Le chef du FPI pro-Gbagbo (le parti étant divisé en deux factions), Abdoudramane Sangaré, a souhaité que la libération de Mme Gbagbo «prépare l’arrivée de Laurent Gbagbo», dont les avocats ont à nouveau demandé la libération à la Cour pénale internationale (CPI), qui doit statuer en octobre.
L’ex-président ivoirien (2000-2010) est actuellement détenu et jugé à La Haye, accusé de crimes contre l’humanité commis pendant la crise post-électorale (3.000 morts en 2010-11).
«Un pas a été franchi, un autre reste à faire, je sais que nous aurons raison de tous les obstacles», déclaré M. Sangaré.
Auparavant, Assoa Adou a espéré une «première victoire» aux élections locales du 13 octobre, avant une autre victoire à l’élection présidentielle de 2020.
La position actuelle du FPI pro-Gbagbo est cependant de continuer à boycotter les élections tant que la commission électorale n’aura pas été réformée. Dans son allocution à la Nation lundi, Alassane Ouattara s’est aussi engagé à réformer cette commission, jugée partiale et favorable au pouvoir par l’opposition, ainsi que par la cour africaine des droits de l’Homme. Le président n’a toutefois pas donné de date.
L’amnistie annoncée lundi a été unanimement salué par la classe politique en Côte d’Ivoire, évoquant «un geste fort en faveur de la réconciliation nationale» à deux ans de la prochaine élection présidentielle.
– ‘geste de mépris’ –
En revanche, onze organisations de défense des droits de l’homme ivoiriennes et internationales ont dénoncé cette large amnistie, dénonçant «un geste de mépris vis-à-vis des victimes».
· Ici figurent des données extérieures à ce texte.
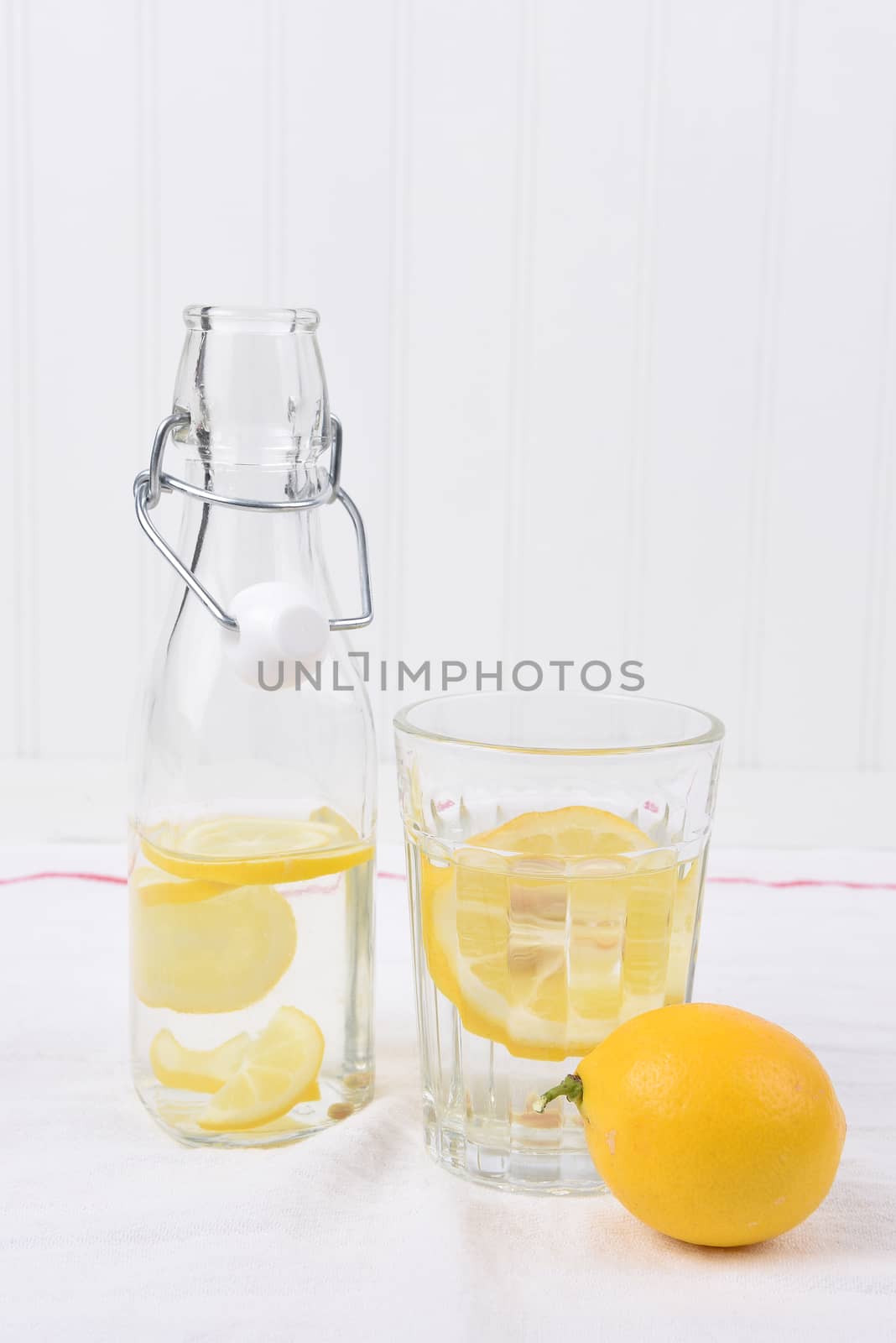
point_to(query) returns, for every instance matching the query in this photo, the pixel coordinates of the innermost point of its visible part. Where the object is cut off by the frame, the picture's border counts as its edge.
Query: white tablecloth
(113, 1232)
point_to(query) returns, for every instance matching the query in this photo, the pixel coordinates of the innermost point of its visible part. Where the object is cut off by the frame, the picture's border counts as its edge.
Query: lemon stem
(570, 1087)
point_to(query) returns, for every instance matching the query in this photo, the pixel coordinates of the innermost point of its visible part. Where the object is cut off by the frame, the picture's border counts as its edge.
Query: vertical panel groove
(148, 280)
(518, 389)
(635, 561)
(23, 355)
(882, 521)
(765, 375)
(275, 156)
(399, 327)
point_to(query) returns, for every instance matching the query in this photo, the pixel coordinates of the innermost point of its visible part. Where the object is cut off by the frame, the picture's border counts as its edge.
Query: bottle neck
(232, 548)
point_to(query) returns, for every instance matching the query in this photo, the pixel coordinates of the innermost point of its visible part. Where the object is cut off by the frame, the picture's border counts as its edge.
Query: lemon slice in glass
(211, 955)
(273, 1076)
(244, 850)
(549, 930)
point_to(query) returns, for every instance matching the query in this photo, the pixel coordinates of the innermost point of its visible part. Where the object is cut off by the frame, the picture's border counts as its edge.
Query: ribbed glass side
(524, 966)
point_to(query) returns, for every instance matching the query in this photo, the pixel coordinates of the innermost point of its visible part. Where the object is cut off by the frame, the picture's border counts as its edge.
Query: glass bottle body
(251, 850)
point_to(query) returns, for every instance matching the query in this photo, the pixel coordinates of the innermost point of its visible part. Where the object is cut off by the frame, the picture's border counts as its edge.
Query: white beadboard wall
(608, 316)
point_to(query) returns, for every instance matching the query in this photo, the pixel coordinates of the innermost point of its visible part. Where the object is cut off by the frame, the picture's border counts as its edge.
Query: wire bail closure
(150, 485)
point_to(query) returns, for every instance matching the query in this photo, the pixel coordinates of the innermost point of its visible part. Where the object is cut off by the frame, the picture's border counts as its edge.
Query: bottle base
(177, 1115)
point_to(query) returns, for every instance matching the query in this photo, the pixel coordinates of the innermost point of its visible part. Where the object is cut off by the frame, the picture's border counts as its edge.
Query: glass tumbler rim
(712, 729)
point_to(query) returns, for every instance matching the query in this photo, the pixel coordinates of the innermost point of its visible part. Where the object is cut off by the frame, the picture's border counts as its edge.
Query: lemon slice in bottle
(196, 1069)
(549, 930)
(203, 1069)
(159, 888)
(246, 850)
(275, 1074)
(211, 955)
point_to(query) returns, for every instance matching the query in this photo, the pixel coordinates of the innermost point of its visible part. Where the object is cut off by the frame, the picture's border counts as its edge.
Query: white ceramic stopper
(279, 624)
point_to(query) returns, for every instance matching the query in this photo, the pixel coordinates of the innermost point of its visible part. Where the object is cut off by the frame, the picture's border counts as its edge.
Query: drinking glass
(555, 859)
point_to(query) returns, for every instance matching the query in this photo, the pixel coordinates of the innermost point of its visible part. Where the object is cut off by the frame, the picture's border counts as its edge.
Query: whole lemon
(711, 1125)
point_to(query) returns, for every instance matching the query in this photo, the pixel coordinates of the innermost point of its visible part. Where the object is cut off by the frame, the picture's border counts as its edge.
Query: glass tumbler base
(519, 1168)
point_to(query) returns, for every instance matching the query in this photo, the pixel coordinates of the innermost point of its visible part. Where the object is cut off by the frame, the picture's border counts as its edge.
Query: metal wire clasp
(150, 485)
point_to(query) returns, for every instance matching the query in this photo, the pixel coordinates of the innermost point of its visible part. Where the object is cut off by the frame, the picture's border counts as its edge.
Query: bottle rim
(251, 320)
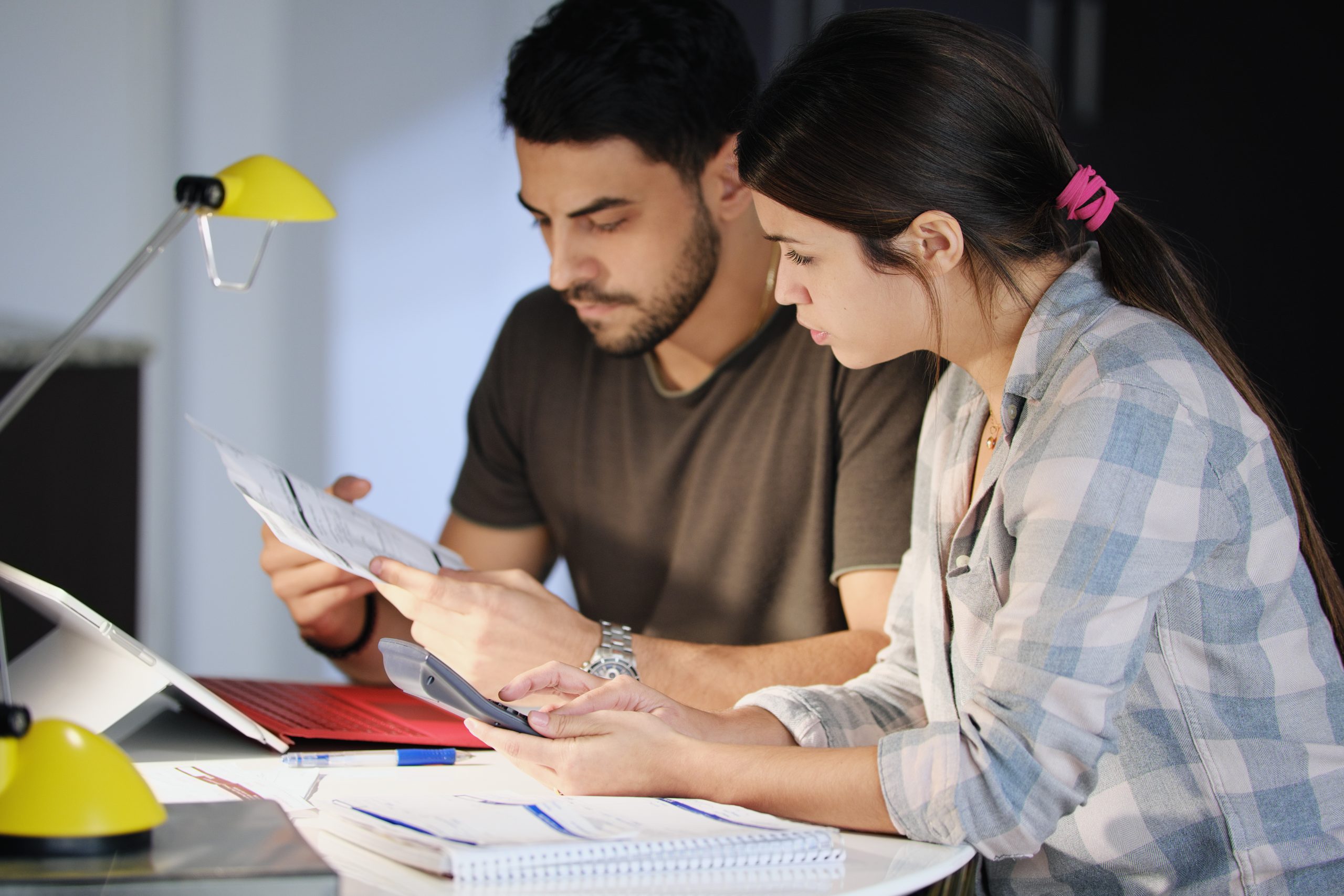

«Aucune amnistie ne devrait s’appliquer aux crimes de guerre, crimes contre l’humanité et autres graves violations des droits humains commis en Côte d’Ivoire pendant la crise», ont déclaré dans un communiqué la Ligue ivoirienne des droits de l’Homme, le Mouvement ivoirien des droits humains, Human Rights Watch, Amnesty international, la Fédération internationale des ligues des droits de l’Homme et six autres ONG ivoiriennes.
Simone Gbagbo est aussi mise en cause au sujet des exactions commises par des escadrons de la mort pendant la crise politico-militaire des années 2000 en Côte d’Ivoire, ainsi que dans la disparition en avril 2004 du journaliste Guy-André Kieffer, qui enquêtait sur des malversations dans la filière cacao.
Libre en Côte d’Ivoire, Simone Gbagbo reste poursuivie par la CPI qui a délivré contre elle un mandat d’arrêt en février 2012. Mais le président Ouattara a affirmé en 2016 qu’il «n’enverrait plus d’Ivoiriens» à la CPI, estimant que son pays avait désormais une «justice opérationnelle».
La question de la réconciliation nationale en Côte d’Ivoire, après la décennie de crise politico-militaire qui a déchiré le pays, était considérée jusqu’à présent par les observateurs comme un point noir du bilan d’Alassane Ouattara, dont le régime est accusé par l’opposition d’avoir pratiqué une «justice des vainqueurs».